Zemfira è sempre stata bella, due occhi grigi profondi, la pelle scura come il bronzo e dei lunghi capelli corvini. È nata nel villaggio di Hadareni, ma quando tre rom sono stati uccisi la sua famiglia ha deciso di scappare verso l’Italia. A Milano. Dei cugini avevano detto che in Via Adda c’era una casa occupata dove vivevano tante famiglie “anche se la polizia ogni tanto ti mandava via”.
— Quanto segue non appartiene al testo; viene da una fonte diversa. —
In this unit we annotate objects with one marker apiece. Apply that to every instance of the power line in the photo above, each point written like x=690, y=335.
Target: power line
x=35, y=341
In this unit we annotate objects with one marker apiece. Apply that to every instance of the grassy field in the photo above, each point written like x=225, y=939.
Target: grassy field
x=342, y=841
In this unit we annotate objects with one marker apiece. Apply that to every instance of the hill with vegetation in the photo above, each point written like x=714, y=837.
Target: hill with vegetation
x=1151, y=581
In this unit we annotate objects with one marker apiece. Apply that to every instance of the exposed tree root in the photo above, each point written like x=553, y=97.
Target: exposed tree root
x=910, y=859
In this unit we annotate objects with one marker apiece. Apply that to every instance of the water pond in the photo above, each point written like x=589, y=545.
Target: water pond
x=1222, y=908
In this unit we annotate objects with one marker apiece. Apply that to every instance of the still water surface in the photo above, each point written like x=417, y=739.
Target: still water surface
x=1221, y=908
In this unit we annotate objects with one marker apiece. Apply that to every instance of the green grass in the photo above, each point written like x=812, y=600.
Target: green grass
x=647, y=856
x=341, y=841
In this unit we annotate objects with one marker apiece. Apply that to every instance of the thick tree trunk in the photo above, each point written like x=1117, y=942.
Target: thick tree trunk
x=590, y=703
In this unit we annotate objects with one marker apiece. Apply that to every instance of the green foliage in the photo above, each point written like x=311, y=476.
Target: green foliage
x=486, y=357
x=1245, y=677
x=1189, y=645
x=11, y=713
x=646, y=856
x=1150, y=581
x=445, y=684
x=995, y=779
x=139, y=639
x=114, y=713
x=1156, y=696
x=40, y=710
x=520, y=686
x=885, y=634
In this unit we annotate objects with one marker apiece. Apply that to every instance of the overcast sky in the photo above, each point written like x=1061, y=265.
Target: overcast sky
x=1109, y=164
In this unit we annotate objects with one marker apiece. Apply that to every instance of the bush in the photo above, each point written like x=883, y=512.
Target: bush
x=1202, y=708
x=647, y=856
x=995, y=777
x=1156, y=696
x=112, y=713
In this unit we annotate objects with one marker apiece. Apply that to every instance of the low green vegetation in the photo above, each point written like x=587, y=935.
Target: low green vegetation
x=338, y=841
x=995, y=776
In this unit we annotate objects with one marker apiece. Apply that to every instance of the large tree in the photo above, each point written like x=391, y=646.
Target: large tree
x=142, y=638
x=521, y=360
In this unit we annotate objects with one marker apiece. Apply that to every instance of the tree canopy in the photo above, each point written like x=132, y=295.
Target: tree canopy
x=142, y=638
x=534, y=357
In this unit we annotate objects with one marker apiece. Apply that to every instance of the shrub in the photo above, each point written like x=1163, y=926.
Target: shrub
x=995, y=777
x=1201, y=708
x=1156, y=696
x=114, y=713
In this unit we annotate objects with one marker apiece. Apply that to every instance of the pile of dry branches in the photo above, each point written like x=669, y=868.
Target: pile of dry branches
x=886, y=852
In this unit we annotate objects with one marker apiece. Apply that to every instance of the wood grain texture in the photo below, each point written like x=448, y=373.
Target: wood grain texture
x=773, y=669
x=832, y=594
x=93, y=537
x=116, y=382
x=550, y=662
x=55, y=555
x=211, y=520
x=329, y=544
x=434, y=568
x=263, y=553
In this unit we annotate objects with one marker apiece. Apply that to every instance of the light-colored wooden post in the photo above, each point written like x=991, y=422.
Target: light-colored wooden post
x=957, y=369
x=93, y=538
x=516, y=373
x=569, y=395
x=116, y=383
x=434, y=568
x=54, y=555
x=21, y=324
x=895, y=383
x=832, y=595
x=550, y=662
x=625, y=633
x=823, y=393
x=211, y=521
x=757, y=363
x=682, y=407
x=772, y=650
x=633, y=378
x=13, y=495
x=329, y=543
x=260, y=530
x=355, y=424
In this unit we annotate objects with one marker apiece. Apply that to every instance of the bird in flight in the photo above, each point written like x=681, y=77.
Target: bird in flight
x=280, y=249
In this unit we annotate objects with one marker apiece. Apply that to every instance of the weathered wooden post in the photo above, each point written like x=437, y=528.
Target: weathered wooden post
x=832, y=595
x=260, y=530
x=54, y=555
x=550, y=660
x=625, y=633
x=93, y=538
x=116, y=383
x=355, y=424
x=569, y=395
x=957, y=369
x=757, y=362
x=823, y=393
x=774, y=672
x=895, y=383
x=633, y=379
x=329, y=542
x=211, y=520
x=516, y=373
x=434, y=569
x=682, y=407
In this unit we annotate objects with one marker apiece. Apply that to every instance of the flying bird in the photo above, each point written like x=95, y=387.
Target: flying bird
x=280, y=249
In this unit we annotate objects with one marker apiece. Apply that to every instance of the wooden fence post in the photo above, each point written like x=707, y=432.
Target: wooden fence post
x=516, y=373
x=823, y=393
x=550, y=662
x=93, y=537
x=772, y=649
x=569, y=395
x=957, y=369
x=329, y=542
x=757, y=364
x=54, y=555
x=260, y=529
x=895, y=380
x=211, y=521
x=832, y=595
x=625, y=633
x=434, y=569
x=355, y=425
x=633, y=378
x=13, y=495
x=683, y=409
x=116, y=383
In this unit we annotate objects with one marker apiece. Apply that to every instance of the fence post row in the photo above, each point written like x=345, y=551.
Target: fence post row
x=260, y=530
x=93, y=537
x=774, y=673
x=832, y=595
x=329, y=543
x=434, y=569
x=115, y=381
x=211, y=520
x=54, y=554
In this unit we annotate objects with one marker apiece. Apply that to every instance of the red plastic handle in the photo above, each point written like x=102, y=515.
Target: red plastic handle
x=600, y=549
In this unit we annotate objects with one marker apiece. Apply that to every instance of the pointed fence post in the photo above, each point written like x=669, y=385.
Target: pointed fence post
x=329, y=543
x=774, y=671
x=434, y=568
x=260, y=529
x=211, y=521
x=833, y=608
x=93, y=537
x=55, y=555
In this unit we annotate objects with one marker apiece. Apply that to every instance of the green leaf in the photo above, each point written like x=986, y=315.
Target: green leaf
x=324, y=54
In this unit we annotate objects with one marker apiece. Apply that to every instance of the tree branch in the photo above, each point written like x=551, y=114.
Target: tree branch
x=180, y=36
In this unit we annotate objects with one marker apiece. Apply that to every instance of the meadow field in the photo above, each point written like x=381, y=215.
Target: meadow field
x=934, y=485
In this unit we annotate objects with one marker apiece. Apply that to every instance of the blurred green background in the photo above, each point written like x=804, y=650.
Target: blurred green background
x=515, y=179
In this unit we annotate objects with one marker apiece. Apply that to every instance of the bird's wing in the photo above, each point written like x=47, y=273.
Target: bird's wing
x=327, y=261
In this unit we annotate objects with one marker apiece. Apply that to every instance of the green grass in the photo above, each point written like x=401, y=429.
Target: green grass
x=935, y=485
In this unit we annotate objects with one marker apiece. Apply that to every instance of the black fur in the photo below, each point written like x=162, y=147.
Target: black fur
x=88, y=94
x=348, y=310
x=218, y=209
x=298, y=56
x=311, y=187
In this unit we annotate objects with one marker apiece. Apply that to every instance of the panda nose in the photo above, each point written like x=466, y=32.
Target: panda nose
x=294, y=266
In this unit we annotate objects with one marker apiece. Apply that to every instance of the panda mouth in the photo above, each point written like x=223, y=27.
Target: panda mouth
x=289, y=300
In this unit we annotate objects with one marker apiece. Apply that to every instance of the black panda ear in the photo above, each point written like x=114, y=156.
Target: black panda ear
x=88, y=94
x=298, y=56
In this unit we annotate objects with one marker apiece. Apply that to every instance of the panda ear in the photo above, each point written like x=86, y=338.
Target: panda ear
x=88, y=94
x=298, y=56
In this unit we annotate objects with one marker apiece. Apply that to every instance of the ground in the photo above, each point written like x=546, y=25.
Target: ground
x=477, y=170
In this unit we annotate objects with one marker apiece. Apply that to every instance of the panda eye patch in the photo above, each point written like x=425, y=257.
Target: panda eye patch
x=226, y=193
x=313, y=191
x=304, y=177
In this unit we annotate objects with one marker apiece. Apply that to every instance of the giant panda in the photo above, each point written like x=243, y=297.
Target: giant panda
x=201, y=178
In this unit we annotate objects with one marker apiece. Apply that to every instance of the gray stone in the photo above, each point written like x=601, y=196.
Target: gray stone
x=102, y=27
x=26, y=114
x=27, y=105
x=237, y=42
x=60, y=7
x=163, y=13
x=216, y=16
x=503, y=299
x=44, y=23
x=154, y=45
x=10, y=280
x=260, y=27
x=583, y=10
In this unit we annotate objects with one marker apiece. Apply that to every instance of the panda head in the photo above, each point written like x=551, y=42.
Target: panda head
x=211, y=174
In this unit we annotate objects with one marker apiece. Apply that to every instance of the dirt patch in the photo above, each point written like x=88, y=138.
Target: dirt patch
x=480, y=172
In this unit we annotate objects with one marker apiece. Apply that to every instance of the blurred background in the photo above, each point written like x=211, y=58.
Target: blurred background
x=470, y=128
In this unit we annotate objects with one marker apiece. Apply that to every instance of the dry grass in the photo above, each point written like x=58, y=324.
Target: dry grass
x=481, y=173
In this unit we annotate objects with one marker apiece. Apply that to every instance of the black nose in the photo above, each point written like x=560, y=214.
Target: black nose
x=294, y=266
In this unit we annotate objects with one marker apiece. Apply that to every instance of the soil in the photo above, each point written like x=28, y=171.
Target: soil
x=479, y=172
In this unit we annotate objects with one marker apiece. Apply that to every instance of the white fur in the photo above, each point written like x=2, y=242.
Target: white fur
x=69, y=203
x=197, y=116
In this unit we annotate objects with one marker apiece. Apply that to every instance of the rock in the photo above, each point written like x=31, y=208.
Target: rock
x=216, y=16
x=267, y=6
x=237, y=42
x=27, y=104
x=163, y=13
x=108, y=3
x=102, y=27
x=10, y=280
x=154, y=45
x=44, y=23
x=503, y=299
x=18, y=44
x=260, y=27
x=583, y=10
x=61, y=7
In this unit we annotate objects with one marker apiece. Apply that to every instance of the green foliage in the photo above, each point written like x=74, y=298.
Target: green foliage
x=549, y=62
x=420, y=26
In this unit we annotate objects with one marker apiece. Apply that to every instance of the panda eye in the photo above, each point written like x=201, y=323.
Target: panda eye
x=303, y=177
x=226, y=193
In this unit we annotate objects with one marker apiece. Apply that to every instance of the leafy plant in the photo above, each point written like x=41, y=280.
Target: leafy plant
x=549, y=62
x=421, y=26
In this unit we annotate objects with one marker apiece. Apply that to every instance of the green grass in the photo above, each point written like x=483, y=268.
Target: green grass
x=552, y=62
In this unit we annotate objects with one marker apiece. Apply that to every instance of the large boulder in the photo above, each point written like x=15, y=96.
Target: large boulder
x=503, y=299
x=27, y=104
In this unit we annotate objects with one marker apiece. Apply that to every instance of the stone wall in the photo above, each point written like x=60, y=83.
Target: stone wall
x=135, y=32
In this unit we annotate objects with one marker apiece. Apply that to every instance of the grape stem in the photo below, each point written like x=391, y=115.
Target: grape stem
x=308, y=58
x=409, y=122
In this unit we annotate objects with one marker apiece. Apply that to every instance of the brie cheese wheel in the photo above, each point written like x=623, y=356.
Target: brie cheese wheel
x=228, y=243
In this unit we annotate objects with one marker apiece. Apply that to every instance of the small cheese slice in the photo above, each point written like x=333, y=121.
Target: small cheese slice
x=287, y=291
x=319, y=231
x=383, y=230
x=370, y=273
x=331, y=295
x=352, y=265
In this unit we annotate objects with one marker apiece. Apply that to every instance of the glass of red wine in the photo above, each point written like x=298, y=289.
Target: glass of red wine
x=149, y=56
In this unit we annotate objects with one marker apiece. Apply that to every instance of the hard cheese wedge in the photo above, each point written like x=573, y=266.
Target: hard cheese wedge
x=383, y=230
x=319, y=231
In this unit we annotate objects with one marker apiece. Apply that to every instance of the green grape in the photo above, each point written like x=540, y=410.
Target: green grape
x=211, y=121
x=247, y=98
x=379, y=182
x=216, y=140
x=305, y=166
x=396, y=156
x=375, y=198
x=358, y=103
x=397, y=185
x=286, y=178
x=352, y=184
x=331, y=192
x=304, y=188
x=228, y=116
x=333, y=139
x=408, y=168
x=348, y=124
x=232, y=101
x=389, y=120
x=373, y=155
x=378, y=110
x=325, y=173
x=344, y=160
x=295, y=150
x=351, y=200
Milano le sembrava una città incredibile. Le luci e le case alte. Era abituata al suo villaggio: le galline i cavalli le mule.
Zemfira osservava il suo nuovo mondo, si immaginava con dei jeans a vita bassa e le All Star, al posto di quella lunga gonna a fiori con i calzettoni di spugna e le ciabatte. Aveva imparato a strimpellare la fisarmonica da sola, chiudeva gli occhi, suonava e andava lontano. La suonò tutta la notte anche quando li sgomberarono da Via Adda.
Trovò una sistemazione in Via Pepe con altri rom scappati da altri sgomberi. Scavalcava con una scala nascosta sotto l’edera. Con quelle gonnellone era ogni volta un miracolo. Rideva come una pazza: “Non sono capace!” “Dai svelta che nessuno deve vederci, altrimenti lo dicono alla polizia”.
“Andrea, smettila con quella videocamera. Spione!”, ” Arrivo!” che sono stregato da come vivono questi. Costruiscono una baracca al giorno in tempo zero!”.
Andrea di anni ne aveva 24, studiava da documentarista. Filmava e zoommava su ogni cosa, con quella digitale guadagnata con il lavoro nel baraccio di Dergano.
Alla Stecca degli Artigiani ci passava molto tempo, era uno dei più attivi. L’aveva occupata “perchè l’arte doveva avere spazi gratuiti per esprimersi!”.
Un giorno scoprì per caso quel piccolo insediamento di baracche e decise di nascondersi dietro le assi della finestra per continuare ad osservarlo. Era autunno, il fumo saliva. Carrelli usati come cucina, bidoni diventati stufa, docce fatte di coperte marroni con le tigri impresse che ti guardavano severe. Gli piaceva talmente quel modo di autorganizzarsi che diventò la sua ossessione.
“Il baffo” come lo chiamava lui, lo aveva minacciato: “se ti vedo ancora ti tiro palottola in testa!”. Con quelli mica si scherzava, vivevano in quel modo lì, non doveva esser facile. E lui sapeva bene che loro non avrebbero mai capito la sua semplice curiosità.
Un sabato sentì il suono della fisarmonica. Una melodia allegra malinconica e stonata, lui chiuse gli occhi, poi li riaprì: e vide Zamfira. Un fascino potente. Magnetico. Ne sentì il calore in quel freddo pungente novembrino. Iniziò a zoomare, a filmare. Perso nel video che ne sarebbe uscito, inebriato da quel suono. Da lei. Provò ad annusarla tanto che si sporse facendo scricchiolare il legno. La donna più vecchia del campo lo vide. L’assito si ruppe, “il baffo” arrivò con quel fucile a pallettoni e gli sparò urlando.
Zemfira, allora si alzò in piedi per guardarlo: appeso alla finestra della Stecca con una videocamera al collo a schivare pallettoni. Sarebbe morto, ma non senza incrociare gli occhi di lei. E quando successe, senza trattenersi, le gridò: “Non so chi tu sia, so solo che voglio portarti via!”.
Nel frastuono delle urla anche l’ultimo asse si ruppe e lui cadde slogandosi un piede. Zemfira sentì solo: “Ahia Ahia, ma cazz?”.
Gli amici lo portarono all’ospedale: “Sei proprio un pirla”.
Dopo qualche giorno tornò per una riunione di Cantieri Isola con la stampella e la fasciatura rigida. All’ingresso, vicino al portone, ormai nel buio, risentì quel profumo, il cuore iniziò a battergli forte e scorse quei due occhi. Questa volta da vicino. Zemfira lo guardò, gli accarezzò una mano, intrecciandola alla sua e gli disse: “sì vengo via con te”.
Ancora oggi, Andrea e Zemfira vivono all’Isola. Vivono in una casa occupata di cui nessuno sa. Lo hanno tenuto segreto perché “il baffo” li sta ancora cercando.